Smith calls for process of purification and reform

Members of the Council of Consecrated Women offer a blessing to Archbishop Emeritus Joseph MacNeil, May 3 to mark his 90th birthday.

WCR PHOTO | RAMON GONZALEZ

Members of the Council of Consecrated Women offer a blessing to Archbishop Emeritus Joseph MacNeil, May 3 to mark his 90th birthday.

Archbishop Richard Smith says the Edmonton Archdiocese will undergo a process of discernment, purification and reform.

WCR PHOTO | RAMON GONZALEZ

Archbishop Richard Smith says the Edmonton Archdiocese will undergo a process of discernment, purification and reform.

May 12, 2014
RAMON GONZALEZ
WESTERN CATHOLIC REPORTER

The Edmonton Archdiocese wants to involve everybody in its response to Pope Francis' call for discernment, purification and reform.

Archbishop Richard Smith made that announcement May 3 at the annual meeting of the Council of Consecrated Women.

He has already created a 10-member committee with representatives from all sectors of archdiocese. The team will get together once a month for the next year beginning next month.

Also in the coming year the group will prepare the ground for broader archdiocesan reflection and consultation about the discernment, purification and reform process.

"You can see that this is a multi-year process," Smith said at the meeting. "I want to involve everybody within the archdiocese. The format, the method is still to be discerned."

The archbishop said there might be the occasional faith-formation

opportunity during the overall process but warned that the response to Pope Francis' call will be far greater than the Nothing More Beautiful series.

"What we need to be doing now in response to Pope Francis is something far more radical and far deeper."

The pope's call for discernment, purification and reform was made in the context of the new evangelization and can be found in his exhortation Evangelii Gaudium (The Joy of the Gospel).

"His call to the Church today is to really understand and live what it means to be a missionary disciple of Jesus Christ – people who are sent in particular to the peripheries, to the edges, to the margins," explained Smith.

"Then he deepened the call further with his apostolic exhortation. What I say to people is for the Church today, this is clearly required reading and it's very challenging reading."

The archbishop said he loves listening to the pope and reading his writings. "But at the same time he is constantly hitting us right between the eyes with dramatic challenges."

In his exhortation, the pope focuses on the concept of pastoral conversion. "If we are to be missionary disciples of Jesus Christ then the whole Church must undergo a pastoral conversion," explained Smith.

AUTHENTICALLY MISSIONARY

"He wants us to undergo whatever conversion is necessary in order to be an authentically missionary people."

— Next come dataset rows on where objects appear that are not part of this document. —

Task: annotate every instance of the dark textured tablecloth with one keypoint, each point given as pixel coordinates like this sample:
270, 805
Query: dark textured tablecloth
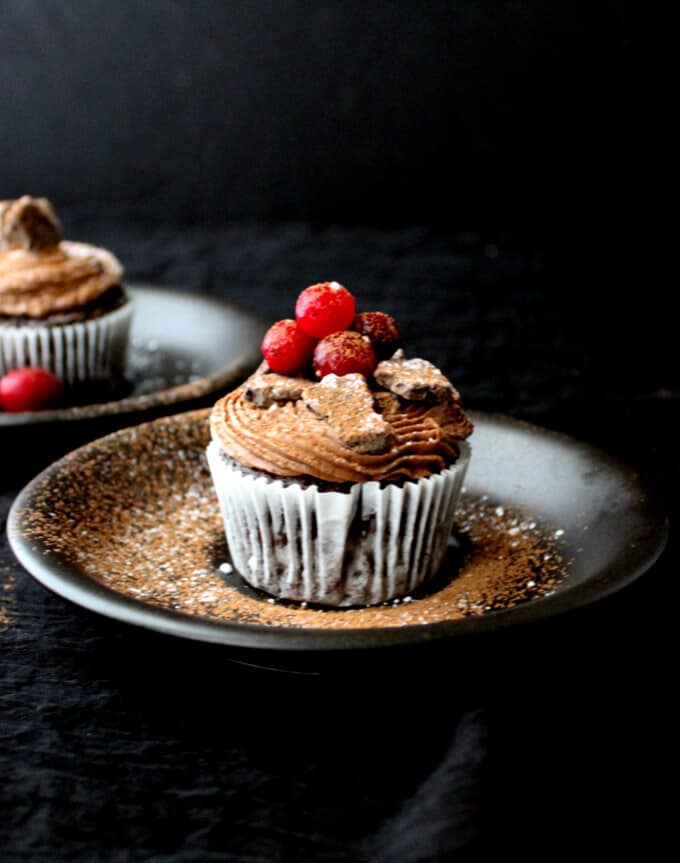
117, 744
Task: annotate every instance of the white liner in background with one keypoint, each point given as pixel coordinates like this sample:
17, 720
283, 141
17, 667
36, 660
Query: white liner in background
76, 353
307, 545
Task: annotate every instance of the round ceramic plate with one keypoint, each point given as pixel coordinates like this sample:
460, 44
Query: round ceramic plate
128, 526
182, 347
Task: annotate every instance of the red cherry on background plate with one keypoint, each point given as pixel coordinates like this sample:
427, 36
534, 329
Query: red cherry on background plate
29, 389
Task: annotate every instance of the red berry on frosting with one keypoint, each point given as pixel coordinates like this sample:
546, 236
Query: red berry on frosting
325, 308
382, 330
286, 347
29, 389
342, 353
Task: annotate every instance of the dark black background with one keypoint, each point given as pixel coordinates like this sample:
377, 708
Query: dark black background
412, 112
487, 173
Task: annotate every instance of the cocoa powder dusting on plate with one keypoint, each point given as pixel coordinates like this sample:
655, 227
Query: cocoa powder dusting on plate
137, 513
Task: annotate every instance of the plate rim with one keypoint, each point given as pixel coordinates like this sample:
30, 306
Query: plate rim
75, 586
170, 396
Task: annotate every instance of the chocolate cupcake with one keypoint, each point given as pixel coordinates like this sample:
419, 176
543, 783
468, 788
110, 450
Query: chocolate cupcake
339, 490
62, 304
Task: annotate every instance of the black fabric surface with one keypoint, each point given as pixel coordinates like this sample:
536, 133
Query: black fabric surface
122, 745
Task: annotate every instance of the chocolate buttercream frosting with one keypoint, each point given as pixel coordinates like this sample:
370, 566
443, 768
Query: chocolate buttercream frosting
42, 274
314, 435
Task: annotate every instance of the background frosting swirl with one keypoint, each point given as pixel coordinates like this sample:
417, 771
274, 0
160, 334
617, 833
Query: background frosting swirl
54, 279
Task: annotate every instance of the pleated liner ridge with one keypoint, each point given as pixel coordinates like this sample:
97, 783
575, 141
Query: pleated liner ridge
79, 352
360, 547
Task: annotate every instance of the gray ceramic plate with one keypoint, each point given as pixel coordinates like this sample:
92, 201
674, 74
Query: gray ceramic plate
154, 505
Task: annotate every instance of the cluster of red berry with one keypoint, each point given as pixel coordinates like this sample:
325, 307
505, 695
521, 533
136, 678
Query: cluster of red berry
28, 389
328, 335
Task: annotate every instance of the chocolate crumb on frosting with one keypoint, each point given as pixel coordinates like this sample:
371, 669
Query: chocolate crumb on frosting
267, 388
415, 379
346, 404
28, 223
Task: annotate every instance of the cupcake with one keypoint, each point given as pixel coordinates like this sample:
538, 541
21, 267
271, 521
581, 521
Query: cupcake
339, 463
62, 304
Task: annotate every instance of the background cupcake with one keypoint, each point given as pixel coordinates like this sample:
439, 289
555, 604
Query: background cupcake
62, 304
338, 487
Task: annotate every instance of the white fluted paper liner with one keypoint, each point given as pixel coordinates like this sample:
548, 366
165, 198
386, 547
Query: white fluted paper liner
92, 350
360, 547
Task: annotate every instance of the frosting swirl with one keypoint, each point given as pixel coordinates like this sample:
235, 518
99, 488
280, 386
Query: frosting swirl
287, 439
40, 274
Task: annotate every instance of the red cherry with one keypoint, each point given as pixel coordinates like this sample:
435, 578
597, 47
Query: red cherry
342, 353
325, 308
29, 389
286, 347
382, 330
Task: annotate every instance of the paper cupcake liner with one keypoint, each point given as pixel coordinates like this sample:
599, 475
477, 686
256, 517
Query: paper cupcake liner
77, 353
360, 547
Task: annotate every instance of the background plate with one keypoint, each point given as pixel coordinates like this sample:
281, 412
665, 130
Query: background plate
185, 348
121, 489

In the exhortation, at the end of paragraph 30, the pope says, "I'm calling upon every local Church to undergo a resolute process of discernment, purification and reform," Smith said.

"He is deadly serious. These are times in the Church for pastoral conversion."

Smith invited the religious women to take a look at Francis' exhortation. "Take to heart the call of Pope Francis and ask what it will mean for us here and now to undergo a resolute process of discernment, purification and reform."

He shared with members of the Council of Consecrated Women some of the steps the archdiocese is putting in place to try and make the process happen.

AUTHENTIC ENCOUNTER

For the last couple of months the archbishop and his planning committee have been meeting with a facilitator to discern questions such as what does it means to be a disciple of Jesus Christ and how do we help our people experience the Eucharist as an authentic encounter with the person of Jesus Christ.

"But now we have taken a further step and we have put together what I'm now calling a pastoral conversion committee," he announced. This 10-member committee is made up of the five members of the archbishop's planning committee in addition to reps from education, rural areas, young families and other areas.

"For yourselves, I would suggest this doesn't mean sitting back and wait and see what the archbishop is going to come up with," Smith told the women.

"There is an opportunity now for each and every one of us to respond to the call of the pope and say, 'Alright, how do we go into this resolute process of discernment, purification and reform?'"

COUNCIL'S ANNIVERSARY

At the meeting the religious women elected new members to the council and marked the 40th anniversary of the Council of Consecrated Women, which has undergone a change of name three times.

It began as the Sisters' Council much as the Council of Priests. In 1985 it changed its name to Council of Women Religious. The council has had its current name since 2008.

It began 40 years ago with 630 sisters from 30 religious communities. Now it has 175 members from 27 religious communities.

The council marked the 90th birthday of Archbishop Joseph MacNeil with song, cake and hugs. MacNeil never missed a meeting of the council during his 26 years as archbishop, except once when the women couldn't meet on a Saturday.